Publié par Victor Montag sur 18 Février 2020, 13:00pm

À l'heure des réseaux et de la numérisation systématique des fonds documentaires, Adorée Floupette est une singularité littéraire. Ecrivain prolifique en son nom propre et même nègre littéraire d'au moins un prix Goncourt, elle est non seulement oubliée mais comme effacée de la mémoire collective. On ne retrouve plus aucun exemplaire de ses oeuvres, pas plus que mention de leur parution chez les éditeurs ou dans les bibliothèques.
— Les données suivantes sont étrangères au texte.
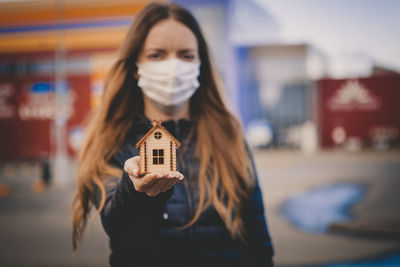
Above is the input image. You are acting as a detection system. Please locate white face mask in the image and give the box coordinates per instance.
[136,58,200,112]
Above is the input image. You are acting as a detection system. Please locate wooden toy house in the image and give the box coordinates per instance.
[136,121,181,175]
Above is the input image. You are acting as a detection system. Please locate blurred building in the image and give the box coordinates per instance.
[0,0,400,163]
[0,0,155,160]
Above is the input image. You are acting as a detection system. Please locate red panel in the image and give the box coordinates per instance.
[0,75,90,161]
[318,75,400,147]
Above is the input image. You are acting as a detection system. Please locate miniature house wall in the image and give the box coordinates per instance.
[136,121,181,174]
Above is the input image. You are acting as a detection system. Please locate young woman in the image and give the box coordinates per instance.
[72,4,273,266]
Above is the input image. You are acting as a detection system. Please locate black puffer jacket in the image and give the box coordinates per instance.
[94,115,273,267]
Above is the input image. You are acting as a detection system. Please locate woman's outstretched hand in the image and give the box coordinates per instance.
[124,156,183,197]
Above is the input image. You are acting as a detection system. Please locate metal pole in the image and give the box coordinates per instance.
[53,0,70,186]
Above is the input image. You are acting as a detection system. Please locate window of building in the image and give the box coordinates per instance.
[153,149,164,165]
[154,132,161,139]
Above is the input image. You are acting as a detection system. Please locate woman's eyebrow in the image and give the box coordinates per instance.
[144,48,166,52]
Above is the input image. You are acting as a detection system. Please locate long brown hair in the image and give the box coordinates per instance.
[72,3,254,250]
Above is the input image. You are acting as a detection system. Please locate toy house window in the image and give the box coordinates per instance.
[153,149,164,165]
[154,132,161,139]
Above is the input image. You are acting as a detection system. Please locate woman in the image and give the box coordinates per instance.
[73,4,273,266]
Peut être cette étrange malédiction a t elle pour origine sa quasi homonymie avec le pseudonyme littéraire collectif masculin du XIXe siecle ?
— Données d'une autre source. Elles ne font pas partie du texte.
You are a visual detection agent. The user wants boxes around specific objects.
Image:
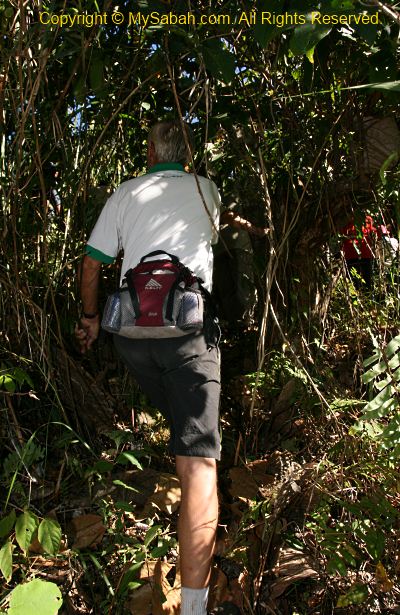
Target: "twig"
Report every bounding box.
[6,395,25,447]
Heureusement, comme une sorte de miracle, l'écrivain Léo Henry a eu la chance de consulter il y a une vingtaine d'années une documentation fragmentaire sur Adorée Floupette dans des conditions qu'il explicite en introduction de l'ouvrage "Les Affaires du Club de la rue de Rome". Sur la base des notes qu'il a prises à l'époque, il propose, en guise d'hommage à l'oubliée, un exercice entre rééditon et réécriture d'une partie de son oeuvre romanesque. Avec trois autres auteurs, Luvan, Raphaël Eymery et Johnny Tchekhova, il publie aux éditions La Volte le premier tome d'une série d'enquêtes surnaturelles situées dans le Paris de la fin du XIXe siècle. 
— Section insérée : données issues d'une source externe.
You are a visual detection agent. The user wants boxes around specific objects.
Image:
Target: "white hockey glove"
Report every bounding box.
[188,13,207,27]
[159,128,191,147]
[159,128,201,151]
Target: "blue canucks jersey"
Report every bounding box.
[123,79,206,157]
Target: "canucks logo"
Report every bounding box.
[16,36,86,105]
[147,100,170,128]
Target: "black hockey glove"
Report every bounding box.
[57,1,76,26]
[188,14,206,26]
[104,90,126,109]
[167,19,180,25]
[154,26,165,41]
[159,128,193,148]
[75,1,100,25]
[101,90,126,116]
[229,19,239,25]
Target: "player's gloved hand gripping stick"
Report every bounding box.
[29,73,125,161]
Paris, 1891. Stéphane Mallarmé, futur successeur de Verlaine au titre de Prince des Poètes, vit dans un petit appartement au 89 rue de Rome. Sa santé se détériore, et il ne peut plus guère sortir de chez lui. Tous les mardis soirs, il reçoit ses amis écrivains, poètes et artistes pour des discussions littéraires devenues célèbres. Mais les "mardistes" ne se contentent pas d'échanges intellectuels. Une poignée d'entre eux se consacre à une mission secrète de première importance : la lutte contre le Mal qui rôde dans la capitale et alentours, les monstres et les horreurs en sommeil réactivées par des occultistes satanistes illuminés dévorés par la quête du pouvoir ou de la richesse.

Ce premier tome des "Affaires du Club de la rue de Rome" présente quatre enquêtes que Mallarmé a délégué à un ou plusieurs de ses amis. Dans "L'étrange chorée du Pierrot blême", adaptée par Léo Henry, le journaliste et humoriste Alphonse Allais et la danseuse Jane Avril combattent un inquiétant clown et un transformiste insaisissable. Les peintres Gustave Moreau et Maria Iakountchikova, et la future marchande d'art Berthe Weill se voient sommés de mater la résurgence de monstres légendaires communs aux folklores russe et juif, mission que raconte "Coquillages et crustacés" réécrit par Luvan. Raphaël Eymery reconstruit dans "L'effroyable affaire des souffreuses" les tribulations d'une compagnie d'écrivains parmi lesquels Pierre Louÿs, Oscar Wilde, Rachilde, Alfred Jarry et Ernest Dawson, confrontés à un épouvantable mystère qui torture des petites filles. Johnny Tchekhova, pour son premier texte publié "Les plaies du ciel", revisite l'investigation sur la mort du poète Solad, menée par Octave Mirbeau, l'énigmatique Aimé, cocher de Mallarmé et le jeune fleuriste Charles.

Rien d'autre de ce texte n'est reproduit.